Here’s today’s thought – the vote’s not actually a political thing, by which I mean a party political thing. In some respect the SNP and their entirely implausible visions of a Braveheart New World don’t have anything to do with it at all.
The referendum is on a constitutional issue not a political one.
This, for me, makes it a much more tempting proposition. Somewhat contrary, I don’t like being told what to do (or think) and I find the Nats’ anti-Westminster propaganda increasingly unattractive. Though it was never attractive in the first place.
However, the prospect of a new country that can go its own way, acting in the best interests of of its citizens is a tempting one.
Oooh, think. It could provide excellent care for the people – young and old – it could give a monkey’s about education, it could nurture talent and celebrate ability.There may be sudden unprecidented outpourings of common sense. Heavens, effective solutions could be found for tenatious and challenging problems, such as alcoholism and crime.
Sounds good, doesn’t it? And it’s possible…
If the nation turns out on that September Thursday and says ‘yes’, here’s what’ll happen – (just like the misery the Millennium Bug might have wrought) there will be fear and mayhem as we teeter between the UK and the unknown. Then, eventually, the parliament will be dissolved and there will be an election (or several) at which the various parties will field candidates.
Ok, I joke. Nothing much will happen, then parliament will be dissolved and there will be an election (or several) at which the various parties will field candidates.
That means the usual democratic stuff will happen – squabbles, smears and ultimately compromise on everything. This is as it should be, but it does mean that in many respects Braveheart New World will look pretty much the same as the most northerly nation of the United Kingdom does today. And what would be the point of that, like paying the movers to take all your stuff, drive around for a bit, then bring it back again?
So, there you go. From Yes(ish) to No(ish) in the space of one blog post.
I'm surprised at how strongly I feel that I want to vote yes, possibly because under a Westminster Government our family has been hit pretty hard economically which is why both hubby & I are back at uni at our age!
I can entirely understand your confliction though, so many people I chat with are in the same boat. I don't think the government has made the case for independence well enough and I'm hoping they have an economic strategy campaign ready to go. It's all about sustainability for me – I don't want to hear about the oil or the whisky or the tourism. I want to hear about better outcomes for looked after children, a stronger economy with appropriate employment opportunities for the next generation, improved health (especially in Glasgow).
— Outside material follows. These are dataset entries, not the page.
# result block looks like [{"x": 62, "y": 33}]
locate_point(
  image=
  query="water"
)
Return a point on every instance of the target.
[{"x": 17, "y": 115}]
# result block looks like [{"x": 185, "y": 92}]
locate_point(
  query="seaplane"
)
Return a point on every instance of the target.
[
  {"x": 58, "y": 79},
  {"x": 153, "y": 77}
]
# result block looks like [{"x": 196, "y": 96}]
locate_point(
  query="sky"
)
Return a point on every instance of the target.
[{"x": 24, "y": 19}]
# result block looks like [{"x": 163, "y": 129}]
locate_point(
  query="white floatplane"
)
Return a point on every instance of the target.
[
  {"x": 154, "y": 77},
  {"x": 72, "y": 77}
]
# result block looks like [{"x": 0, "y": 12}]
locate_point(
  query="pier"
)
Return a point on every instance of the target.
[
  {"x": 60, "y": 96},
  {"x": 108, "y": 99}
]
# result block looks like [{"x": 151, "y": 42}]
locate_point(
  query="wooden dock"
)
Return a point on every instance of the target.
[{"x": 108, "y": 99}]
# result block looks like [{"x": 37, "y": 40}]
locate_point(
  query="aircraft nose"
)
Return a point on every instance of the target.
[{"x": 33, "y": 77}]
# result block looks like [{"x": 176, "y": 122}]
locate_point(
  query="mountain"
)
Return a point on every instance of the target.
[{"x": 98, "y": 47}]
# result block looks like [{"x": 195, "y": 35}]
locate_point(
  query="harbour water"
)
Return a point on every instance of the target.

Also, I have to say that although I'm quite pleased with the SNP following yesterday's announcement about the education shake-up I wouldn't call myself an SNP fan and I have never voted for them. That said, I didn't vote Tory either and look what we've got down South. Out of the frying pan into the (oil-rich?) fire?
Ellen Arnison says
Vonnie, that's the very thing – who knows what the fire's going to be like on the other side? At the moment (in my head) it's about deciding whether the leap of faith into the possibility of better things is worth the upheaval from the status quo.